Hello, I'm new to this site. My purpose for joining today is to see if any members can give me some information on a ship named the *Whitby Abbey*.
I believe she was used as a troopship or hospital ship during the First World War. I also believe she was present in or around Gallipoli but I'm unable to prove this at present.
I have trawled the internet without any luck. I thought I'd go straight to her on one of the HMAT or HMNZT sites but it was not to be. I assume she was English but only because of her name.
If anyone can help I'd be eternally grateful, I don't know where else to go!
Thanks for reading my appeal,
Sandra


----------



## ray1buck1

Sandra
The official No for the “Whitby Abbey” built 1908 was 128091

The crew agreements and ships logs are scattered some in the TNA Kew for the year 1924, BT 99/3744.
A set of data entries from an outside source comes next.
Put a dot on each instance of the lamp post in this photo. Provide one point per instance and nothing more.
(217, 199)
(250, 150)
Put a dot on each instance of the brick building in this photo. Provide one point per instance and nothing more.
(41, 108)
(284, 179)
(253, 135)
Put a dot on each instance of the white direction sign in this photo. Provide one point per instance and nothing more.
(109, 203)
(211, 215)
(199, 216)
http://www.nationalarchives.gov.uk/...ATLN=6&Highlight=,WHITBY,ABBEY&accessmethod=0
for the years 1911, 1914, 1921 BT 99/2825, BT 99/3058, BT 99/3607
http://www.nationalarchives.gov.uk/...hdnsorttype=Reference&image1.x=20&image1.y=17

others in the MUN Canada 1908 – 1934 with exceptions

http://www.mun.ca/mha/holdings/viewcombinedcrews.php?Official_No=128091
Ray
P.S.
see also http://www.nationalarchives.gov.uk/...dSearchNumber=112059&fldInvert=0&SearchInit=6


----------



## SANDRA C

Hello Ray,

Thank you so much for your reply.
The Canadian Archives don't hold any information for 1914 - 1918 but Kew is a great place to start.
Do you know if this is the Whitby Abbey I've asked about? The photo doesn't look old enough but I'm no photographer!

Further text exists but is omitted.